If a parameter should always be set on the command line using a fixed value, i.e. the user can to choose the value, this can be done as follows:
"parameter": [{"value":"HARDCODED_VALUE"}]
In order to exclude a parameter, it will not appear in the generated tool or the generated command line, the same syntax as for hardcoding is used but a special reserved value is used:
"parameter": [{"value": "@"}]
It's possible to modify attributes of the input CTD definition of a parameter as well as attributes of the generated Galaxy XML tags.
"test": [{
"CTD:type": "text",
"XML:type": "hidden"
}],
Its possible to specify modifications to a parameter for only a subset of the tools by specifying a list of tools as follows:
"output_files": [{
"CTD:required": true,
"tools": ["OpenSwathDIAPreScoring"]
}, {
"CTD:restrictions": "txt,tsv,pep.xml,pepXML,html",
"tools": ["SpectraSTSearchAdapter"]
}]
- Purpose: Provide validation of input CTDs against a schema file (i.e, a XSD file).
- Short/long version:
-V
/--validation-schema
- Required: no.
- Taken values: location of the schema file (e.g., CTD.xsd).
CTDs can be validated against a schema. The master version of the schema can be found on CTDSchema.
If a schema is provided, all input CTDs will be validated against it.
NOTE: Please make sure to read the section on issues with schema validation if you require validation of CTDs against a schema.
- Purpose: Help workflow engines locate tools by providing a path.
- Short/long version:
-x
/--default-executable-path
- Required: no.
- Taken values: The default executable path of the tools in the target workflow engine.
CTDs can contain an <executablePath>
element that will be used when executing the tool binary. If this element is missing, the value provided by this parameter will be used as a prefix when building the appropriate sections in the output files.

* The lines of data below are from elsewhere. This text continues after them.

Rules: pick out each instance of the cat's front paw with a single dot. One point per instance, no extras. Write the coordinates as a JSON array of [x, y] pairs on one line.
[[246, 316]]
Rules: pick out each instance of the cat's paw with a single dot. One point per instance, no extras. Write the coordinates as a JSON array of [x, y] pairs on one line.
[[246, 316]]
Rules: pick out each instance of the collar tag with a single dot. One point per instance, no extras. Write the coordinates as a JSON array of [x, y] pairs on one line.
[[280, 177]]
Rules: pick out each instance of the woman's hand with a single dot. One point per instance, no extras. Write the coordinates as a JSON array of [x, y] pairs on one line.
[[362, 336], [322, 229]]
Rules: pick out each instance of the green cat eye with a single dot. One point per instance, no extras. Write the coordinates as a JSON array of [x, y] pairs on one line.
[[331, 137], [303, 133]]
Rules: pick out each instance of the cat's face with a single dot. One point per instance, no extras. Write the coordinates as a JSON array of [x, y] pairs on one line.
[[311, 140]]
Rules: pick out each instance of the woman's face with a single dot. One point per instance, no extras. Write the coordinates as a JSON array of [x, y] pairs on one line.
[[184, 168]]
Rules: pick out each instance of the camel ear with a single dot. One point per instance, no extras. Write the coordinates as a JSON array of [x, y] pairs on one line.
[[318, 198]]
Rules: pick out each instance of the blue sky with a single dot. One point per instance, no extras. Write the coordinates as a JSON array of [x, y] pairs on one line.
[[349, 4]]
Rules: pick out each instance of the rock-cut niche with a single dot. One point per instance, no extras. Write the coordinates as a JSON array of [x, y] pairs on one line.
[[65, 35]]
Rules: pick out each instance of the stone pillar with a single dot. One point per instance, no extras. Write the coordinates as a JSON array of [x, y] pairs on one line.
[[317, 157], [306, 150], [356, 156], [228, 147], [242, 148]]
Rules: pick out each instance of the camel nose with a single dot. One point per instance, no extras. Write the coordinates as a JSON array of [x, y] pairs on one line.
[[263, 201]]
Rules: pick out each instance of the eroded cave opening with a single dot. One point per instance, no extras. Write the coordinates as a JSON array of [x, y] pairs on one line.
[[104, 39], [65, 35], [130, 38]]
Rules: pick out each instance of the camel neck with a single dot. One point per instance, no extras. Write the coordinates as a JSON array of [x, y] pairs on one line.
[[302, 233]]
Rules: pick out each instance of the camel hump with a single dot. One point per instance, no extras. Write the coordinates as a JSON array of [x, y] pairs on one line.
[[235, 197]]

The following invocation of the converter will use /opt/suite/bin
as a prefix when providing the executable path in the output files for any input CTD that lacks the <executablePath>
section:
$ python convert.py [FORMAT] -x /opt/suite/bin ...
There are two ways to bump tool versions.
- Definition of a
@GALAXY_VERSION@
token in the macros file. This can be used to bump all tools at once. Tool versions will be@TOOL_VERSION@+galaxy@GALAXY_VERSION@
. - Use the
--bump-file
parameter to specify the wrapper version of a subset of the tools in a json file that maps tool names/ids to a wrapper version. Tool version will be set to@TOOL_VERSION@+galaxyX
, whereX
is the version found in the json file or0
if not found.
In case of an update of the tool version, i.e. @TOOL_VERSION@
, in the first case @GALAXY_VERSION@
should be reset to 0 and the dictionary in the bump file should be emptied otherwise.
Rationale: the auto-generation of the tool xml files would overwrite the wrapper version when regenerated. Hence it needs to be specified externally, e.g. in the macros.xml or in the bump file.
Tests for Galaxy tools are generated with:
PATH=$(pwd)/tests/test-data/:$PATH
for i in tests/test-data/*ctd
do
b=$(basename $i .ctd)
python convert.py galaxy -i tests/test-data/$b.ctd -o tests/test-data/$b.xml -m tests/test-data/macros.xml -f tests/test-data/filetypes.txt --test-test -p tests/test-data/hardcoded_params.json --tool-version 5.0.011
done